Да и не один Шекспир, не один Пушкин, не один Мольер, а вся наука, вся литература за несколько веков подготовляет нас к этому «новому», как вы его называете, учению. В душе мы давно уже его приняли и с ним согласились. Мы только громко не хотим его признать, ибо оно разрушает все наши законы, все наши религии, весь тот древний склад жизни, которым мы живем. Мы до сих пор не вышли еще из средневековых идеалов. Нам жаль расстаться с адом, который мы также живо представляем себе, как и Данте; с тем раем, который в нашем воображении столь же бесцветен и скучен, как и дантовский. Но время идет, и мы заканчиваем собою Средние века. Новый мир начнется тогда, когда люди осмелятся, наконец, провозгласить, что нет ни грешников, ни праведников, а лишь больные и здоровые люди. Что здоровый человек найдет рай и на земле, а больной живет в таком аду, какой не приснится самому пылкому воображению. Только тогда поймем мы Евангелие. Всё это время, все эти девятнадцать веков, мы совсем его не понимали, а лишь хранили, чувствуя, что оно нам со временем понадобится. Нам ясна станет любовь Христа к «грешникам». Мы и сами будем жалеть этих больных. Ведь не приходит же нам на мысль ненавидеть сумасшедших, сердиться на них или же наказывать их. Так же станем мы относиться ко всем злым, сладострастным, завистливым людям, глубоко их жалея за тяжелые недуги. Учение Христа, столь трудно раньше выполнимое, станет легко и понятно.

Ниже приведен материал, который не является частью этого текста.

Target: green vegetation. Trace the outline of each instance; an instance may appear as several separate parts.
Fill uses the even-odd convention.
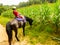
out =
[[[29,37],[29,42],[35,45],[36,43],[42,43],[50,45],[54,43],[57,45],[58,41],[52,40],[52,36],[57,36],[60,32],[60,3],[53,4],[37,4],[29,7],[23,7],[17,9],[22,15],[28,16],[34,20],[32,28],[29,25],[26,26],[26,36]],[[0,16],[0,23],[5,25],[10,18],[13,18],[12,10],[3,12]],[[3,20],[3,21],[1,21]],[[18,30],[18,36],[21,34]],[[56,34],[55,34],[56,32]],[[60,37],[59,35],[57,37]],[[20,38],[20,37],[19,37]],[[49,42],[50,41],[50,42]],[[51,43],[51,45],[53,45]]]

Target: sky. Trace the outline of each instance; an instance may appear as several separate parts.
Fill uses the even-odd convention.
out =
[[[18,5],[20,2],[27,2],[28,0],[0,0],[3,5]]]

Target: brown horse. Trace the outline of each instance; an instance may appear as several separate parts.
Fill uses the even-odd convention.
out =
[[[30,26],[32,26],[32,22],[33,20],[29,17],[26,17],[26,21],[29,22]],[[23,21],[18,21],[16,19],[13,19],[11,21],[9,21],[6,24],[6,33],[8,35],[8,41],[9,41],[9,45],[11,45],[11,41],[12,41],[12,30],[14,30],[15,32],[15,37],[17,39],[17,41],[19,41],[18,37],[17,37],[17,33],[18,33],[18,28],[23,28],[23,35],[25,36],[25,23]]]

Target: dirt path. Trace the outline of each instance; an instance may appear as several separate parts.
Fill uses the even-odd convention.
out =
[[[6,30],[1,24],[0,24],[0,45],[8,45],[8,37],[6,34]],[[24,38],[20,42],[12,41],[12,45],[32,45],[32,44],[27,41],[27,38]],[[36,45],[41,45],[41,44],[38,43]]]

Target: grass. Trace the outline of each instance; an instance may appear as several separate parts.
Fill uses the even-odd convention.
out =
[[[28,41],[32,45],[35,45],[36,43],[42,43],[43,45],[57,44],[57,42],[52,40],[51,38],[51,36],[54,36],[53,33],[55,31],[52,28],[51,23],[53,23],[56,17],[56,14],[54,15],[54,12],[58,13],[57,8],[55,11],[54,10],[55,3],[53,3],[53,4],[32,5],[29,7],[17,9],[21,14],[26,15],[34,20],[32,28],[30,28],[29,25],[27,25],[25,28],[25,34],[26,34],[25,37],[29,38]],[[51,17],[52,15],[53,17]],[[2,13],[2,16],[0,16],[0,23],[5,26],[6,23],[11,19],[10,17],[12,17],[12,12],[8,10]],[[51,23],[47,24],[49,20]],[[18,30],[18,37],[20,38],[21,36],[22,36],[22,29],[20,28]]]
[[[0,24],[2,24],[3,26],[6,26],[6,23],[10,20],[10,18],[5,18],[0,16]]]

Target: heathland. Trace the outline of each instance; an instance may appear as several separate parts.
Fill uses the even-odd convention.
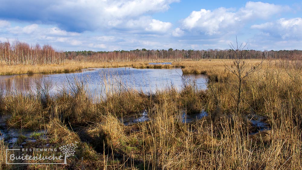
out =
[[[38,47],[36,51],[44,48]],[[10,53],[16,53],[16,49],[10,48]],[[239,60],[236,52],[244,52],[246,57],[250,51],[226,50],[230,55],[223,59],[194,59],[183,55],[179,56],[181,59],[162,59],[157,54],[156,59],[136,60],[129,52],[131,59],[109,62],[90,60],[88,56],[87,60],[76,60],[53,50],[49,54],[57,56],[53,59],[43,58],[48,56],[46,54],[33,60],[29,59],[29,55],[9,54],[10,60],[2,59],[1,74],[64,72],[91,67],[177,66],[184,73],[207,75],[208,88],[199,89],[194,80],[185,79],[181,90],[167,87],[154,93],[108,85],[106,97],[97,99],[88,95],[85,83],[80,81],[56,94],[50,94],[41,84],[27,94],[2,90],[0,114],[8,115],[5,126],[45,131],[46,137],[36,135],[36,141],[23,147],[58,148],[77,142],[78,147],[67,165],[6,165],[5,150],[9,146],[2,139],[0,169],[302,168],[302,61],[299,51],[288,58],[272,59],[262,52],[257,57]],[[139,51],[140,54],[147,51]],[[1,53],[2,58],[8,58],[6,53]],[[148,64],[158,61],[172,64]],[[126,126],[119,118],[138,115],[143,111],[147,113],[148,121]],[[190,114],[204,111],[208,116],[189,123],[182,121],[184,112]],[[253,120],[260,117],[268,125],[264,130],[253,126]],[[18,144],[24,142],[25,137],[21,136],[13,148],[19,148]]]

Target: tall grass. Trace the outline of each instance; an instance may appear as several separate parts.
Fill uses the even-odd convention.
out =
[[[110,92],[95,100],[80,82],[71,90],[50,97],[47,102],[41,102],[44,98],[34,94],[5,95],[1,111],[12,115],[8,120],[12,124],[18,122],[16,120],[27,122],[30,117],[33,122],[26,128],[35,124],[35,119],[43,120],[40,123],[45,125],[49,138],[43,142],[52,147],[79,142],[76,157],[69,158],[68,165],[59,168],[301,169],[300,68],[290,66],[290,62],[287,67],[278,61],[264,63],[243,82],[242,114],[238,115],[229,85],[233,77],[225,72],[223,63],[213,61],[181,64],[184,71],[209,75],[205,90],[185,80],[181,90],[167,87],[151,94],[127,88],[111,89],[107,85],[107,91]],[[184,112],[191,114],[203,109],[208,116],[182,123]],[[149,121],[125,126],[119,120],[122,114],[143,110],[147,111]],[[246,116],[255,114],[265,117],[271,128],[251,134],[255,128]],[[5,142],[0,146],[1,151],[7,147]]]

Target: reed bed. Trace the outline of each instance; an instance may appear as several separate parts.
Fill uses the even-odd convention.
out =
[[[1,114],[11,115],[8,122],[16,128],[41,128],[39,120],[47,130],[47,139],[24,147],[78,143],[76,156],[67,165],[22,167],[29,169],[301,169],[302,69],[292,61],[264,62],[243,83],[238,114],[233,85],[236,80],[224,66],[231,61],[173,63],[184,73],[208,75],[205,90],[185,79],[180,90],[167,87],[153,93],[108,86],[110,92],[94,101],[78,82],[47,102],[36,93],[3,94]],[[260,62],[248,62],[251,66]],[[139,115],[143,110],[149,121],[128,126],[120,121],[122,115]],[[204,110],[208,116],[182,121],[184,112]],[[246,117],[253,114],[265,118],[270,128],[252,133],[255,128]],[[0,146],[3,155],[7,144],[2,141]],[[0,161],[2,168],[16,168]]]

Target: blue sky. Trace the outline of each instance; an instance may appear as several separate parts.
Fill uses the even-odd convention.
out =
[[[302,50],[302,2],[2,0],[0,41],[64,51]]]

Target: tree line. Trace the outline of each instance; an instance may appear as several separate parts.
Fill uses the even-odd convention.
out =
[[[302,50],[246,50],[246,59],[302,59]],[[66,60],[93,62],[181,61],[202,59],[232,59],[230,49],[207,50],[141,50],[112,51],[60,51],[49,44],[30,45],[15,40],[0,42],[0,61],[2,64],[59,64]]]

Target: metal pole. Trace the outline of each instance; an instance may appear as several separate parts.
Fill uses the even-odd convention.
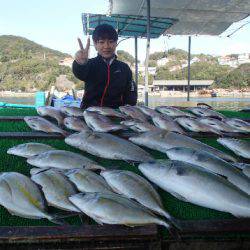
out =
[[[190,101],[190,60],[191,60],[191,36],[188,37],[188,86],[187,101]]]
[[[138,45],[137,45],[137,36],[135,36],[135,83],[138,86]]]
[[[145,60],[145,105],[148,106],[148,61],[150,49],[150,0],[147,0],[147,49]]]

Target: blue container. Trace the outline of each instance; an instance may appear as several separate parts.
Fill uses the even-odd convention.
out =
[[[36,102],[35,102],[36,108],[45,106],[45,101],[46,101],[45,93],[43,91],[36,92]]]

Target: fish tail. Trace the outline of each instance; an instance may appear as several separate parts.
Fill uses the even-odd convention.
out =
[[[57,224],[57,225],[69,225],[64,219],[72,216],[76,216],[79,213],[77,212],[63,212],[63,213],[55,213],[48,216],[48,219]]]
[[[167,213],[166,211],[162,211],[162,215],[164,217],[166,217],[166,219],[169,220],[169,222],[171,224],[173,224],[176,228],[178,228],[179,230],[182,230],[182,224],[181,224],[181,221],[172,217],[169,213]]]

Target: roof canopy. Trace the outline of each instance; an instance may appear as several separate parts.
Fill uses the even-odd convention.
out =
[[[112,15],[146,16],[145,0],[109,0]],[[219,35],[250,14],[249,0],[151,0],[151,16],[177,20],[173,35]]]
[[[171,27],[175,22],[171,18],[151,17],[150,37],[157,38],[162,35],[166,29]],[[101,23],[112,25],[123,37],[146,37],[147,36],[147,18],[145,16],[133,15],[98,15],[98,14],[82,14],[82,23],[84,33],[92,34],[95,27]]]

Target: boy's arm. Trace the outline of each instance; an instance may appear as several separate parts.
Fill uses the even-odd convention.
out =
[[[88,37],[85,48],[82,45],[81,39],[78,38],[77,40],[79,43],[80,50],[78,50],[75,54],[75,60],[72,65],[72,71],[75,77],[82,81],[85,81],[90,68],[90,63],[88,61],[90,39]]]
[[[126,86],[125,93],[123,95],[124,104],[136,105],[137,103],[137,85],[132,78],[132,71],[129,68],[128,71],[128,82]]]

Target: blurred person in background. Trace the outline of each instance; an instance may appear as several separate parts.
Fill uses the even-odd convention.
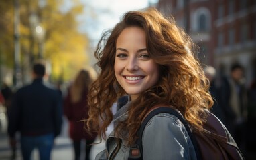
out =
[[[229,105],[226,113],[227,127],[241,150],[245,149],[246,123],[247,121],[247,89],[245,86],[244,68],[239,63],[231,67]]]
[[[80,159],[81,143],[86,141],[85,159],[90,159],[92,145],[97,134],[90,134],[84,129],[84,119],[88,118],[87,94],[90,85],[94,79],[92,70],[82,69],[68,90],[64,99],[64,111],[69,121],[69,135],[73,141],[74,159]]]
[[[210,93],[214,99],[214,104],[211,108],[212,112],[222,122],[225,122],[224,109],[222,106],[220,91],[221,86],[216,84],[216,73],[212,66],[207,66],[204,69],[205,75],[210,83]]]
[[[11,105],[11,101],[13,96],[13,91],[11,87],[7,85],[6,82],[3,82],[1,88],[1,91],[4,99],[4,103],[3,104],[6,108],[6,115],[8,115],[9,108]],[[16,145],[11,145],[11,159],[15,159],[16,157]]]
[[[15,146],[15,133],[19,131],[23,159],[31,159],[33,150],[38,149],[40,159],[49,160],[54,138],[61,131],[61,101],[57,90],[44,83],[44,62],[36,63],[32,70],[33,82],[15,93],[9,109],[10,145]]]
[[[13,93],[11,87],[9,87],[7,83],[3,82],[1,91],[5,99],[4,106],[8,109],[11,106],[11,98],[13,97]]]
[[[256,79],[253,80],[248,91],[248,122],[247,147],[256,153]]]

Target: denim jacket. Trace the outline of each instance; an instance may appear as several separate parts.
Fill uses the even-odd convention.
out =
[[[115,124],[128,117],[129,103],[121,107],[114,115]],[[96,160],[126,160],[135,158],[131,147],[124,137],[127,131],[123,131],[117,137],[113,131],[106,140],[106,149],[100,152]],[[160,113],[147,124],[143,133],[142,145],[144,160],[196,159],[190,138],[182,123],[174,115]]]

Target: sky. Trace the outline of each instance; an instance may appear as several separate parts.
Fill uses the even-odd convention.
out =
[[[92,43],[97,43],[105,29],[111,29],[119,21],[123,14],[149,6],[157,0],[81,0],[84,14],[78,17],[82,22],[79,30],[85,32]]]

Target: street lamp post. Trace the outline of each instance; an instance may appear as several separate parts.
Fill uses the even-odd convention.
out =
[[[43,58],[44,31],[40,25],[35,28],[36,38],[38,41],[38,59]]]
[[[29,17],[31,27],[33,31],[34,37],[36,39],[38,43],[38,58],[42,59],[44,57],[44,30],[43,27],[39,25],[38,17],[32,13]]]
[[[19,43],[19,4],[18,0],[14,0],[14,74],[13,85],[18,87],[22,85],[21,69],[20,67],[20,43]]]

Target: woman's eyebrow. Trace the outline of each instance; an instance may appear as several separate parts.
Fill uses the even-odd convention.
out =
[[[139,52],[143,52],[145,51],[147,51],[146,48],[139,49],[137,52],[139,53]]]
[[[117,51],[117,50],[120,50],[120,51],[125,51],[125,52],[128,52],[127,50],[126,50],[125,49],[123,49],[123,48],[117,48],[116,49],[116,51]],[[147,49],[146,48],[141,49],[139,49],[137,52],[139,53],[139,52],[143,52],[144,51],[147,51]]]
[[[123,48],[117,48],[117,49],[115,51],[117,51],[117,50],[120,50],[121,51],[125,51],[125,52],[128,52],[127,50],[126,50],[125,49],[123,49]]]

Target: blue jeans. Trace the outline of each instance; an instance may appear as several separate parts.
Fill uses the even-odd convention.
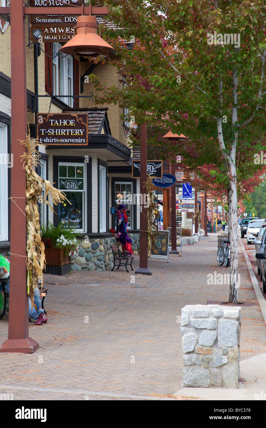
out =
[[[0,293],[2,290],[3,286],[5,287],[5,290],[8,294],[9,294],[9,280],[6,283],[0,280]]]
[[[36,309],[34,306],[32,306],[32,302],[29,297],[29,316],[30,318],[37,320],[40,314],[42,313],[44,315],[44,312],[41,309],[41,300],[38,288],[35,288],[34,290],[34,303],[36,305]]]

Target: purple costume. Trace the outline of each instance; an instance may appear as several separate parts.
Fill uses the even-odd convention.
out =
[[[126,231],[127,226],[127,216],[124,216],[122,211],[124,210],[126,207],[124,205],[120,204],[118,205],[115,212],[116,213],[117,220],[117,241],[119,241],[122,247],[127,242],[129,244],[132,243],[132,239],[131,239],[128,235]],[[120,221],[121,220],[121,222]],[[126,221],[126,223],[125,222]]]

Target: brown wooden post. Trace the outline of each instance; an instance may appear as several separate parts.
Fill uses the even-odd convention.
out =
[[[169,226],[169,189],[163,189],[163,227],[167,230]]]
[[[205,236],[208,236],[208,229],[207,228],[207,193],[204,192],[204,228],[205,229]]]
[[[200,226],[202,229],[204,226],[204,196],[200,197]]]
[[[212,195],[210,195],[210,209],[211,211],[211,216],[210,217],[210,222],[211,222],[211,230],[212,232],[213,231],[213,197]]]
[[[11,169],[10,197],[9,309],[8,339],[0,346],[0,352],[30,354],[36,351],[39,345],[29,337],[29,297],[25,263],[26,179],[20,158],[25,148],[19,141],[25,140],[27,133],[24,3],[24,0],[10,2],[11,153],[13,165]]]
[[[175,165],[172,165],[171,166],[171,173],[175,176]],[[172,247],[170,254],[179,254],[179,251],[176,249],[176,184],[170,187],[170,191],[171,192],[171,241]]]
[[[140,125],[140,194],[144,195],[146,189],[144,183],[147,181],[147,134],[146,124]],[[144,200],[144,198],[143,198]],[[135,273],[152,275],[148,268],[147,209],[141,206],[140,232],[140,267]]]

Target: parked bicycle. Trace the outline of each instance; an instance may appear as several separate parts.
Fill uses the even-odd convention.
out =
[[[225,264],[227,268],[230,263],[230,241],[229,239],[223,239],[222,244],[219,245],[217,250],[217,262],[219,266]]]

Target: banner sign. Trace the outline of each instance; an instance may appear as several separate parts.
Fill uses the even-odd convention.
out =
[[[182,185],[182,193],[184,198],[192,197],[192,186],[188,183],[184,183]]]
[[[37,137],[46,146],[88,146],[88,113],[38,113]]]
[[[163,176],[163,161],[147,160],[147,175],[152,177],[160,177]],[[132,164],[132,178],[139,178],[140,177],[140,161],[133,160]]]
[[[163,174],[162,178],[152,178],[152,181],[157,187],[166,187],[172,186],[176,180],[171,174]]]
[[[195,205],[194,204],[180,204],[179,203],[179,208],[195,208]]]
[[[193,213],[195,212],[195,208],[181,208],[179,206],[178,211],[180,213]]]
[[[42,27],[33,25],[30,28],[30,39],[33,42],[42,37],[42,42],[70,40],[74,36],[73,27]]]
[[[154,232],[155,244],[152,250],[151,258],[158,257],[169,260],[169,231],[156,230]]]
[[[64,8],[66,6],[71,6],[71,5],[75,5],[75,6],[81,6],[82,3],[82,0],[64,0],[64,3],[61,1],[58,1],[58,0],[29,0],[29,6],[30,7],[55,7]],[[74,9],[75,8],[73,8]]]
[[[215,199],[214,199],[214,198],[212,198],[212,199],[213,200],[213,202],[215,203]],[[207,198],[207,202],[211,202],[211,201],[210,200],[210,198]]]

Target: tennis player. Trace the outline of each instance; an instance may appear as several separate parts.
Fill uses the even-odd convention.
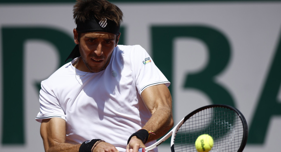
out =
[[[78,0],[73,13],[72,60],[41,84],[45,151],[137,152],[154,143],[173,125],[170,82],[141,46],[117,45],[117,6]]]

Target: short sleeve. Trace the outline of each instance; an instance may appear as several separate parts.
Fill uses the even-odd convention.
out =
[[[156,66],[146,51],[139,45],[134,50],[134,70],[136,85],[140,94],[150,86],[165,84],[167,87],[170,82]]]
[[[40,112],[35,119],[41,122],[42,119],[53,117],[65,119],[65,115],[53,91],[50,90],[43,81],[41,83],[39,101]]]

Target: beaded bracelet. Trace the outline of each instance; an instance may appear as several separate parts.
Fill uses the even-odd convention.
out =
[[[93,152],[93,151],[94,151],[94,149],[95,148],[95,147],[97,146],[97,145],[99,143],[101,142],[105,142],[105,141],[104,140],[100,140],[97,142],[97,143],[94,145],[94,146],[93,146],[93,147],[92,147],[92,149],[91,149],[91,151]]]

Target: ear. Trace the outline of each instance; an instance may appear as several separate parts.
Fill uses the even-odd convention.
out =
[[[74,43],[76,44],[79,44],[78,39],[78,32],[75,28],[73,29],[73,33],[74,35]]]
[[[117,46],[118,45],[118,42],[119,41],[119,38],[120,38],[120,35],[121,35],[121,33],[119,32],[119,35],[117,36],[116,39],[116,43],[115,43],[115,47]]]

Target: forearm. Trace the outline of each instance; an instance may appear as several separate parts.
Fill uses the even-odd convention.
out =
[[[68,143],[58,143],[51,146],[48,146],[46,152],[78,152],[81,144],[74,144]]]
[[[157,107],[142,129],[149,131],[154,131],[155,135],[150,134],[148,141],[149,142],[165,135],[173,125],[171,108],[169,106],[161,106]]]

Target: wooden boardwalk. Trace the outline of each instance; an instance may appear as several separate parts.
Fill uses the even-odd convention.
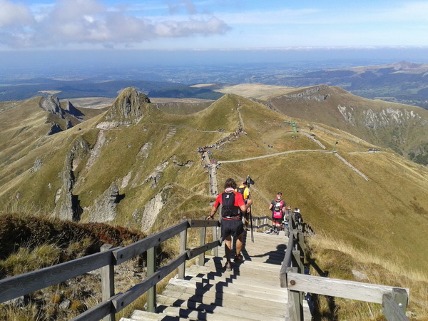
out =
[[[287,292],[279,275],[288,238],[248,233],[244,261],[224,269],[224,246],[218,256],[205,256],[205,266],[192,265],[184,280],[172,278],[157,296],[157,313],[136,310],[130,320],[287,320]],[[223,243],[224,244],[224,243]],[[233,252],[233,258],[235,252]],[[305,305],[305,320],[311,320]]]

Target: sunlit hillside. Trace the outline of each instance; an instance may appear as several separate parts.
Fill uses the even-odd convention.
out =
[[[4,115],[1,128],[10,121]],[[284,121],[296,122],[299,132]],[[427,167],[322,122],[233,94],[198,113],[166,113],[127,88],[108,111],[78,126],[46,136],[38,123],[31,123],[37,143],[19,157],[1,136],[4,213],[36,208],[144,233],[184,215],[200,218],[213,200],[198,152],[205,147],[220,164],[220,185],[228,177],[255,181],[254,215],[269,215],[270,201],[282,191],[317,233],[428,278]],[[25,126],[15,123],[17,137]]]

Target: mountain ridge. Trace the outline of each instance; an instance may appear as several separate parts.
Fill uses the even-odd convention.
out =
[[[312,108],[312,103],[332,100],[336,90],[337,97],[347,95],[322,86],[286,98],[291,105],[298,99],[300,106]],[[428,170],[389,148],[369,151],[381,148],[322,122],[280,113],[232,93],[198,112],[178,115],[163,111],[128,88],[108,110],[51,136],[39,101],[26,101],[0,113],[1,126],[26,106],[27,111],[32,108],[26,116],[35,119],[31,143],[22,152],[11,151],[6,138],[16,133],[16,139],[23,138],[31,127],[23,128],[31,123],[11,123],[0,136],[5,160],[0,165],[1,213],[37,209],[53,218],[104,222],[147,233],[179,223],[183,216],[200,218],[214,200],[199,151],[205,147],[210,160],[220,163],[220,185],[229,177],[239,181],[250,175],[255,181],[255,216],[269,215],[267,200],[282,191],[317,233],[424,273]],[[343,118],[337,108],[334,111],[337,120]],[[100,128],[107,121],[113,126]],[[295,121],[299,131],[285,121]],[[261,156],[270,157],[228,163]]]

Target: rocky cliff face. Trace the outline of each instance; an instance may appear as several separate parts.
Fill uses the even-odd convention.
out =
[[[428,121],[423,119],[417,113],[404,108],[387,107],[381,111],[372,108],[364,109],[361,117],[356,115],[357,111],[350,106],[337,106],[337,110],[348,122],[355,124],[360,118],[365,126],[379,129],[389,126],[401,126],[406,124],[428,125]]]
[[[56,95],[49,95],[46,98],[43,99],[40,106],[55,116],[53,118],[48,118],[48,121],[51,123],[51,129],[47,133],[48,136],[56,134],[73,127],[71,121],[67,116],[67,113],[66,113],[65,110],[61,108],[59,100]],[[68,111],[67,111],[67,112],[70,115],[73,116],[73,113],[77,115],[80,113],[71,104],[71,103],[68,105]],[[80,113],[81,114],[81,113]]]
[[[150,99],[137,91],[134,87],[124,89],[115,101],[105,116],[105,121],[98,125],[98,128],[109,128],[137,123],[143,117],[145,105]]]
[[[95,200],[93,206],[88,210],[88,222],[110,222],[117,215],[116,206],[120,201],[119,188],[113,182],[106,191]]]
[[[61,118],[63,118],[64,111],[61,108],[59,100],[56,95],[49,95],[41,101],[41,107]]]

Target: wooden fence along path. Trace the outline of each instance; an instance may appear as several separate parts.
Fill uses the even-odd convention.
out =
[[[253,219],[255,229],[269,226],[270,218]],[[233,264],[231,272],[223,269],[219,225],[187,220],[123,248],[106,245],[99,253],[0,280],[0,303],[102,268],[103,301],[73,320],[114,320],[116,313],[146,292],[146,312],[136,311],[132,320],[310,320],[304,292],[379,303],[387,320],[409,320],[405,315],[408,289],[305,274],[305,237],[313,233],[293,215],[289,238],[283,232],[280,235],[255,233],[254,243],[246,238],[245,260]],[[213,240],[207,243],[208,228],[213,229]],[[189,228],[200,230],[200,246],[195,248],[188,248]],[[180,254],[158,268],[156,247],[178,235]],[[213,256],[205,256],[211,249]],[[114,266],[143,253],[147,253],[147,277],[125,292],[116,293]],[[186,260],[196,258],[198,266],[186,270]],[[177,268],[178,275],[157,295],[156,284]]]
[[[224,248],[218,256],[205,256],[205,265],[186,269],[183,280],[173,277],[157,296],[156,312],[136,310],[121,321],[146,320],[284,320],[287,289],[278,284],[288,238],[255,233],[245,237],[244,261],[224,269]],[[235,255],[233,250],[232,258]],[[310,320],[307,305],[307,320]]]

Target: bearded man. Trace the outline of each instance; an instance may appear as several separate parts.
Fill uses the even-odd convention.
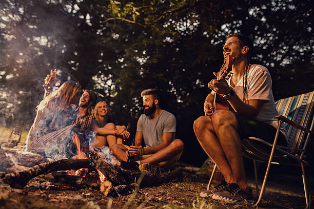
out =
[[[224,56],[233,57],[232,70],[221,81],[208,83],[212,91],[204,104],[205,116],[194,122],[194,131],[200,144],[215,162],[225,180],[201,193],[202,197],[230,204],[244,200],[253,202],[248,186],[242,154],[242,140],[249,136],[272,143],[278,121],[268,70],[260,65],[250,65],[251,40],[242,34],[229,34],[223,48]],[[216,74],[217,75],[217,74]],[[215,93],[223,95],[232,111],[213,112]],[[287,145],[287,133],[282,126],[278,145]]]
[[[126,169],[137,170],[142,164],[155,165],[169,169],[180,158],[184,145],[175,139],[175,117],[164,110],[160,104],[160,94],[154,89],[142,92],[144,114],[138,121],[135,145],[129,148],[115,144],[112,147],[113,155]],[[142,142],[144,139],[145,147]],[[137,160],[128,163],[129,156]]]
[[[93,106],[96,103],[97,96],[93,91],[85,90],[80,98],[76,109],[76,117],[72,124],[75,124],[80,131],[90,130],[90,123],[95,118]]]

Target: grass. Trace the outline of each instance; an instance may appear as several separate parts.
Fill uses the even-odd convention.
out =
[[[141,176],[140,179],[143,178]],[[222,209],[222,208],[233,208],[237,209],[251,209],[253,208],[254,206],[252,205],[245,201],[241,204],[239,204],[235,205],[230,205],[226,204],[225,202],[221,201],[217,201],[210,198],[201,197],[200,195],[200,191],[199,187],[195,182],[191,181],[188,177],[185,176],[184,177],[182,181],[179,182],[168,182],[167,183],[167,187],[172,188],[175,187],[176,189],[181,189],[185,191],[189,191],[190,192],[195,192],[195,195],[194,198],[189,197],[187,196],[185,196],[185,203],[183,204],[182,203],[179,202],[175,200],[173,201],[167,201],[165,200],[160,200],[159,204],[156,202],[152,202],[151,199],[146,200],[146,198],[143,199],[139,196],[139,183],[141,181],[141,179],[139,179],[137,182],[138,186],[136,189],[129,197],[127,201],[123,206],[123,208],[135,209],[138,208],[168,208],[168,209],[179,209],[179,208],[187,208],[187,209]],[[197,192],[195,192],[197,191]],[[155,201],[153,200],[153,202]],[[161,203],[162,206],[160,204]],[[109,206],[109,205],[108,205]],[[107,208],[111,208],[111,204],[110,207]]]

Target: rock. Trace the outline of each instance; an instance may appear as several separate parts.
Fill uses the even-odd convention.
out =
[[[111,193],[113,190],[112,183],[111,181],[106,180],[101,183],[101,192],[105,195],[107,196],[108,194]]]

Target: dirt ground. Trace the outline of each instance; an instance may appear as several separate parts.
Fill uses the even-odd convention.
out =
[[[0,201],[0,208],[251,208],[244,203],[226,204],[200,196],[206,189],[205,180],[197,180],[193,173],[183,172],[180,181],[173,181],[151,187],[134,190],[128,195],[104,196],[99,189],[34,186],[51,179],[41,176],[32,179],[22,190],[12,189],[8,198]],[[253,195],[256,191],[253,190]],[[303,197],[266,192],[260,208],[304,208]],[[1,199],[1,198],[0,198]]]

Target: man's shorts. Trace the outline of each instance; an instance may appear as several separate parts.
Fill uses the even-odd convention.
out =
[[[273,143],[277,131],[274,127],[240,113],[234,113],[237,119],[238,131],[241,139],[254,137]],[[285,147],[287,145],[285,137],[281,132],[279,132],[277,144]]]
[[[125,147],[126,148],[128,149],[130,148],[130,147],[127,145],[123,144],[123,145],[124,146],[124,147]],[[169,159],[168,160],[160,162],[157,163],[156,164],[153,165],[157,166],[158,167],[163,168],[164,169],[171,169],[173,168],[173,166],[174,166],[174,164],[179,160],[179,159],[180,159],[180,157],[181,157],[181,155],[182,154],[183,152],[183,151],[181,152],[179,154],[175,155],[174,157],[171,157],[171,158]],[[153,154],[149,154],[149,155],[143,155],[142,156],[141,160],[144,160],[144,159],[147,158],[148,157],[150,157]]]

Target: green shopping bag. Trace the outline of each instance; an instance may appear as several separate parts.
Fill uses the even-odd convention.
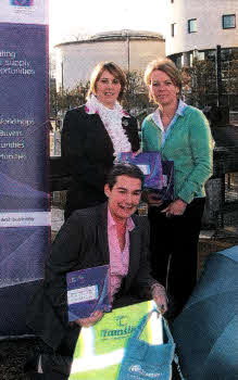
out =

– Позвольте, а как же убийцы? Их тоже прикажете пожалеть и умиляться их душевным страданьям?
– Прикажу. Убийцы – наиболее тяжелые из всех душевнобольных и заслуживают особенного внимания. Не знаю, как вы, а я с величайшим интересом читаю отчеты о смертных казнях. Во Франции всякого приговоренного тотчас осаждает туча репортеров. В мельчайших подробностях сообщают они публике, что́ убийца съел, сколько выпил, как спал, что сказал. В этой погоне за лишней строчкой часто дают они драгоценные факты. Вот, на днях, читал я, как в одном провинциальном городке гильотинировали отцеубийцу. Зарезал он старика отца чрезвычайно хладнокровно, чтобы поскорее получить после него маленькое наследство. Попался очень скоро, как и вообще попадаются эти больные люди. Сидя в тюрьме, поражал всех своим глубоким равнодушием к убитому отцу, да и к собственной судьбе. Приговор его на минуту ошеломил, но тотчас же он наивно и доверчиво сообщил своим сторожам, что надеется сохранить бодрый вид на эшафоте, лишь бы ему перед выходом дали выпить белого вина и черного кофе. Это желание показать себя перед другими молодцом – одно из примитивнейших людских чувств. Чем ниже развитие человека, тем больше ценит он похвалу соседа. У натур высших интерес к общественному мнению всегда понижается, а иногда и совсем пропадает.
Желание убийцы исполняется. Выпив вина и кофе, выходит он из тюрьмы молодцом в сопровождении священника, который ни на минуту его не покидает. Взойдя на эшафот, убийца обращается с речью к собравшемуся народу, уверяет его, что раскаивается в совершенном им тяжком преступлении и жертвует полученное наследство на добрые дела. Всё это – фразы, внушенные ему священником для назидания публики. Преступник повторяет их, как попугай, всё ради того же общественного мнения. В душе он никакого раскаянья не чувствует, иначе, конечно, не выказал бы раньше того равнодушия к отцу, которое так изумляло его тюремщиков.
Комедия, наконец, кончается. Убийца, довольный своей благородной позой, повертывается, видит нож гильотины, и в нем просыпается зверь. Он рвется, кусается, кричит и борется; он дорого продает свою жизнь. Четыре других зверя накидываются на него и тащат под нож. Народ сумрачно наблюдает отвратительную сцену и молча расходится.
«Народ, – пишет наивно репортер, – присутствовал при торжестве правосудия, но вместо радости испытывал тяжелое чувство неудовлетворенности».
Еще бы же нет! Какие законы не изобретайте, какие религии не придумывайте, инстинкт человека и был, и будет единственным верным законом и религией. Инстинкт подсказывает ему, что он совершил ошибку. Человек не понимает, в чем именно ошибка, но мучается ею.